К тыльной стороне сжатой в кулак ладони прилипли остатки раскрошенного крекера.
От трупа, несмотря на пребывание в воде, исходил слабый, едва уловимый, но все-таки ощутимый запах миндаля. Женщина, судя по всему, следила за собой при жизни. Была ухоженная: на руках сохранился аккуратный маникюр.
* * *Звонок Карла настиг Анну, едва она переступила порог своей московской квартиры.
— Есть новости! — сообщил он с места в карьер.
Оказывается, за то время, что Светлова добиралась из Амстердама в Берлин, а потом в Москву, голландская полиция выловила из воды тело Марион Крам.
Она была голландской подданной. Моложавой привлекательной женщиной сорока трех лет с признаками насильственной смерти.
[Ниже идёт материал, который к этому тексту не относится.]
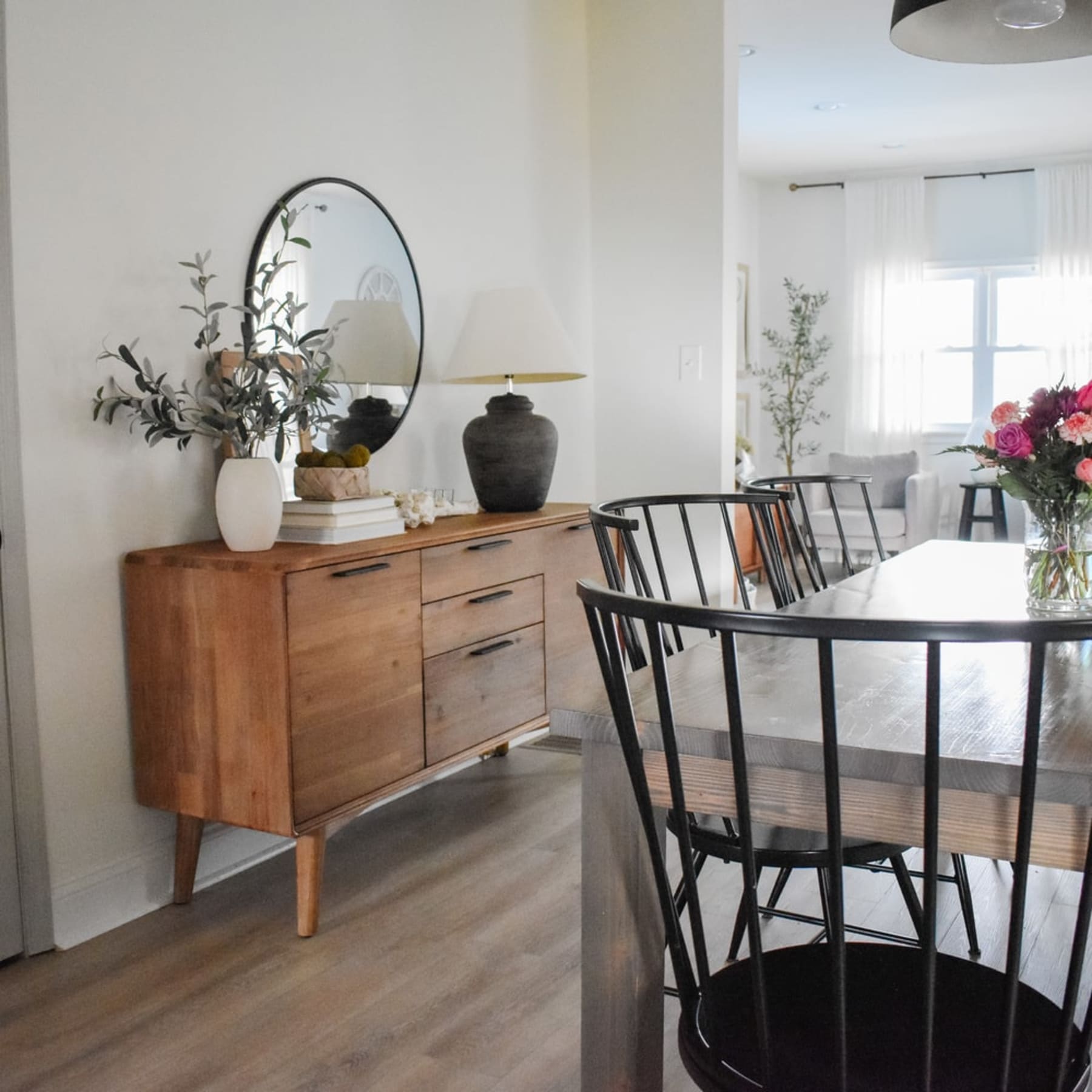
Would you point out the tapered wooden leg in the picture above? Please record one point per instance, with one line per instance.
(187, 848)
(311, 851)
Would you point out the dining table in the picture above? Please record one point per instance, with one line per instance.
(880, 690)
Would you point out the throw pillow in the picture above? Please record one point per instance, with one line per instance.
(889, 473)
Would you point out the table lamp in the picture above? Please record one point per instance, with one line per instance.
(511, 335)
(372, 344)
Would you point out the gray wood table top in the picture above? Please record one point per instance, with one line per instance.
(881, 687)
(881, 695)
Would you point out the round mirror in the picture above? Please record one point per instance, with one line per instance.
(352, 268)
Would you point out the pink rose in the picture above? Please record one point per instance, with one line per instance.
(1005, 413)
(1077, 428)
(1013, 442)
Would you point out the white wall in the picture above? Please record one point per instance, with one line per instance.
(663, 123)
(749, 254)
(970, 222)
(140, 132)
(663, 127)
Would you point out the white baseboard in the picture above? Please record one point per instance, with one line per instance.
(143, 881)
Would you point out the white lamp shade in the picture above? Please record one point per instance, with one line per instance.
(372, 343)
(513, 333)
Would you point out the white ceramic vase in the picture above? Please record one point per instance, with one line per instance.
(248, 504)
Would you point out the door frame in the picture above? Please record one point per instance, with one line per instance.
(21, 715)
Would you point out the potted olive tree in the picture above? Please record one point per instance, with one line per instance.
(271, 388)
(791, 387)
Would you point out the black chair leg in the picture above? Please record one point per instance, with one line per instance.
(679, 895)
(963, 886)
(824, 901)
(779, 886)
(909, 895)
(741, 928)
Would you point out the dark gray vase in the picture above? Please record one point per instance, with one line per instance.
(510, 453)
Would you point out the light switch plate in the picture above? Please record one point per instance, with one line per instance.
(689, 364)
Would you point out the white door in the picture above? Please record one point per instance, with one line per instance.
(11, 923)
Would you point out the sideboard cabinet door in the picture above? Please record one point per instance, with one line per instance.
(569, 554)
(355, 682)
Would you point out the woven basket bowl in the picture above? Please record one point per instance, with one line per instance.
(331, 483)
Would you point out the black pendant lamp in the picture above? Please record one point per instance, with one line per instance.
(993, 32)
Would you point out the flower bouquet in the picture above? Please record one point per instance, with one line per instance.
(1043, 453)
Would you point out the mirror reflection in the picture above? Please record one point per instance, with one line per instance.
(356, 277)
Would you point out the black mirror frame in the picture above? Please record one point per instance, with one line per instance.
(271, 218)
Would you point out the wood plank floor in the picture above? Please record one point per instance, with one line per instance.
(448, 958)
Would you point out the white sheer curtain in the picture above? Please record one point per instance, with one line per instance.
(1065, 225)
(886, 258)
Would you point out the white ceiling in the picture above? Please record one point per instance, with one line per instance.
(947, 115)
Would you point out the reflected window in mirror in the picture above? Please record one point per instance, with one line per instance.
(355, 274)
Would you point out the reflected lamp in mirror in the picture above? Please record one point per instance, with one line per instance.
(511, 335)
(372, 345)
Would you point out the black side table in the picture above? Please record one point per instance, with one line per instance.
(968, 519)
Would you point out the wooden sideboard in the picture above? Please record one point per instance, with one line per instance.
(288, 689)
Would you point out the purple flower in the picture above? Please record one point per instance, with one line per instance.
(1046, 409)
(1013, 442)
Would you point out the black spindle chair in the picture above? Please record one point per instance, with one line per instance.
(849, 1017)
(797, 530)
(682, 521)
(837, 488)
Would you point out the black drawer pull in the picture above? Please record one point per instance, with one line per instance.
(491, 648)
(363, 570)
(493, 596)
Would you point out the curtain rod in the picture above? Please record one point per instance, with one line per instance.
(929, 178)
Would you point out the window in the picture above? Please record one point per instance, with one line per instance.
(983, 344)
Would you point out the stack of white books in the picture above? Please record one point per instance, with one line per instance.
(331, 522)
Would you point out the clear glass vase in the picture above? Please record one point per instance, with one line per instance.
(1059, 557)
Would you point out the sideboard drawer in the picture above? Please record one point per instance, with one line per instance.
(450, 624)
(355, 685)
(480, 692)
(480, 562)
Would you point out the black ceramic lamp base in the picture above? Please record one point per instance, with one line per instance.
(371, 422)
(510, 453)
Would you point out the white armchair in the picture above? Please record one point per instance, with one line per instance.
(906, 502)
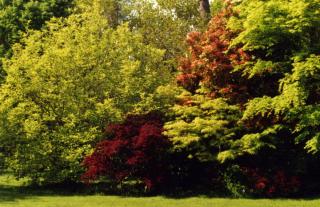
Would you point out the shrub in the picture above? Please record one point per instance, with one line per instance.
(137, 150)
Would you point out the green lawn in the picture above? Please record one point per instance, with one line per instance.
(13, 195)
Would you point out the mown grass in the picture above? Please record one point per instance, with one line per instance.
(14, 194)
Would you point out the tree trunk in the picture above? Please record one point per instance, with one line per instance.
(204, 9)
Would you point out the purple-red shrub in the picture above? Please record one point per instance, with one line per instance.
(136, 150)
(211, 61)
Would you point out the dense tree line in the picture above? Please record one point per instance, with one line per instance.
(164, 94)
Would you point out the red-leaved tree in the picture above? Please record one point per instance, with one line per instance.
(211, 62)
(136, 150)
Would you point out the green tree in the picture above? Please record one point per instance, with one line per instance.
(65, 83)
(16, 16)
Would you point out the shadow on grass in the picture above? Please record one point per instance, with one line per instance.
(13, 193)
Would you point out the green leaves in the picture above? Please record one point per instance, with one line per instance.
(65, 83)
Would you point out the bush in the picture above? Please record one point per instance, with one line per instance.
(136, 151)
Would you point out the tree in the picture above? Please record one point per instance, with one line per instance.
(17, 16)
(65, 83)
(204, 9)
(136, 150)
(261, 59)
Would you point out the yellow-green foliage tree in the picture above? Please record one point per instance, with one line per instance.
(64, 84)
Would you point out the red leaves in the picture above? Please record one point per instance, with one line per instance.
(136, 151)
(211, 61)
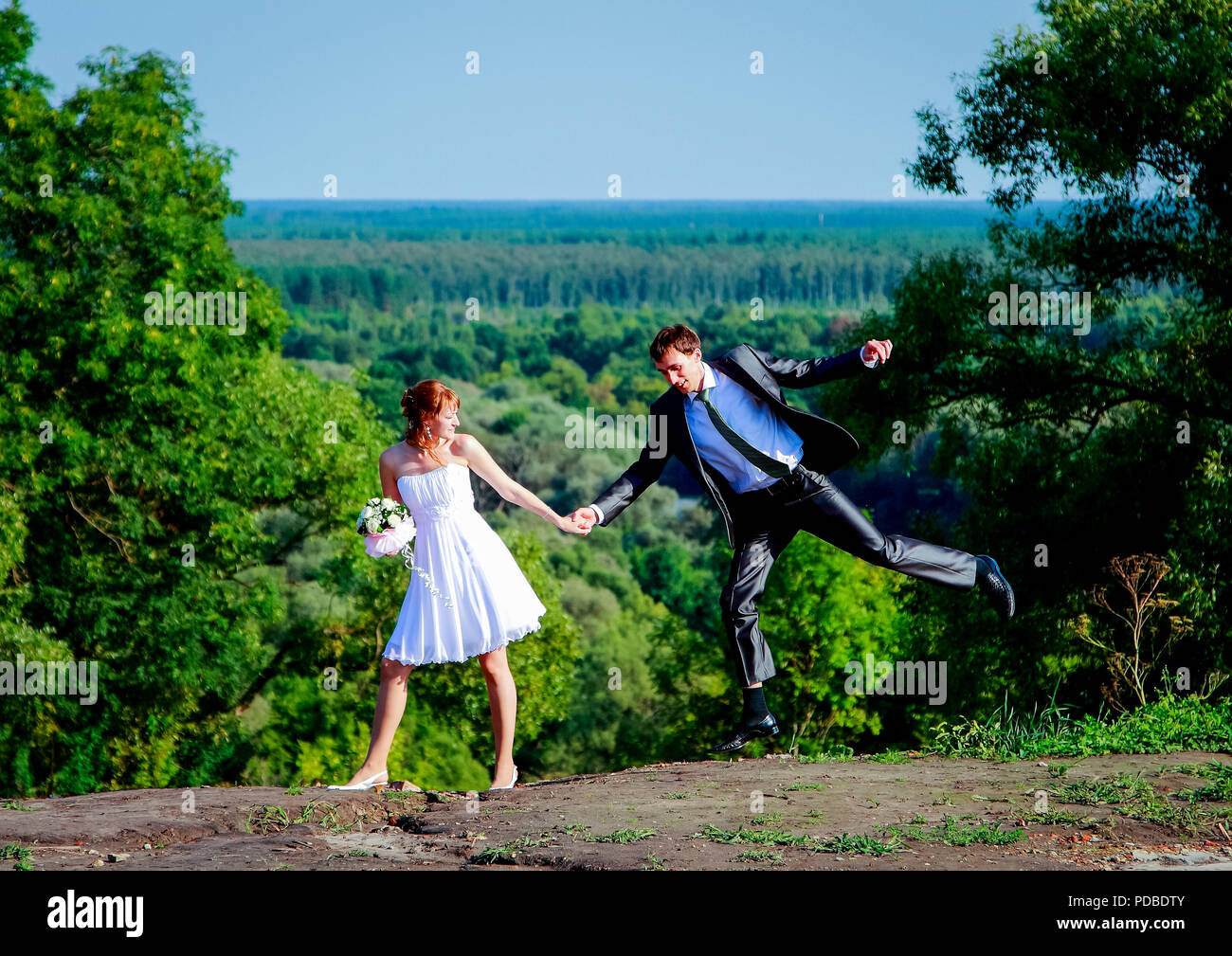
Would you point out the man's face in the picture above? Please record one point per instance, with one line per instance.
(684, 372)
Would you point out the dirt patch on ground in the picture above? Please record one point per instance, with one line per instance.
(758, 813)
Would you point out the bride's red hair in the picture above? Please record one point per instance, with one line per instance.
(420, 403)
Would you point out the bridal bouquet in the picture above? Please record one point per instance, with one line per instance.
(387, 528)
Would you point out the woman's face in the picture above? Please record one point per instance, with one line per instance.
(444, 424)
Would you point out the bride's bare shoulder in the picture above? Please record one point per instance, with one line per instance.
(394, 454)
(463, 446)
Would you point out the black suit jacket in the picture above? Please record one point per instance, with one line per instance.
(825, 446)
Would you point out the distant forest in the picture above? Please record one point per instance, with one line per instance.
(325, 255)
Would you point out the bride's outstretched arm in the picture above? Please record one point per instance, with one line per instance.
(481, 463)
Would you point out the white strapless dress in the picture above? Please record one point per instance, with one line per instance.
(466, 595)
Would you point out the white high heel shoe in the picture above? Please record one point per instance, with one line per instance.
(372, 782)
(510, 783)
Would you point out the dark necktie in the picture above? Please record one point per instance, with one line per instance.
(770, 466)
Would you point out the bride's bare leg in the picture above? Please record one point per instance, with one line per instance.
(390, 705)
(503, 700)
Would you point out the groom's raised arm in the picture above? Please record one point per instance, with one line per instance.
(791, 373)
Карл прочел об этом в газетной криминальной сводке и тут же позвонил Анне в Москву.
К сожалению, ничего сверх того, о чем было написано, он сообщить не мог: голландские полицейские не болтали направо и налево с кем попало об обстоятельствах столь тяжкого преступления.
Правда, из газеты милейший Карл также узнал, что амстердамская полиция разыскивает русскую — предположительно туристку, — посетившую Крам незадолго до того дня, как ее тело было выловлено из воды…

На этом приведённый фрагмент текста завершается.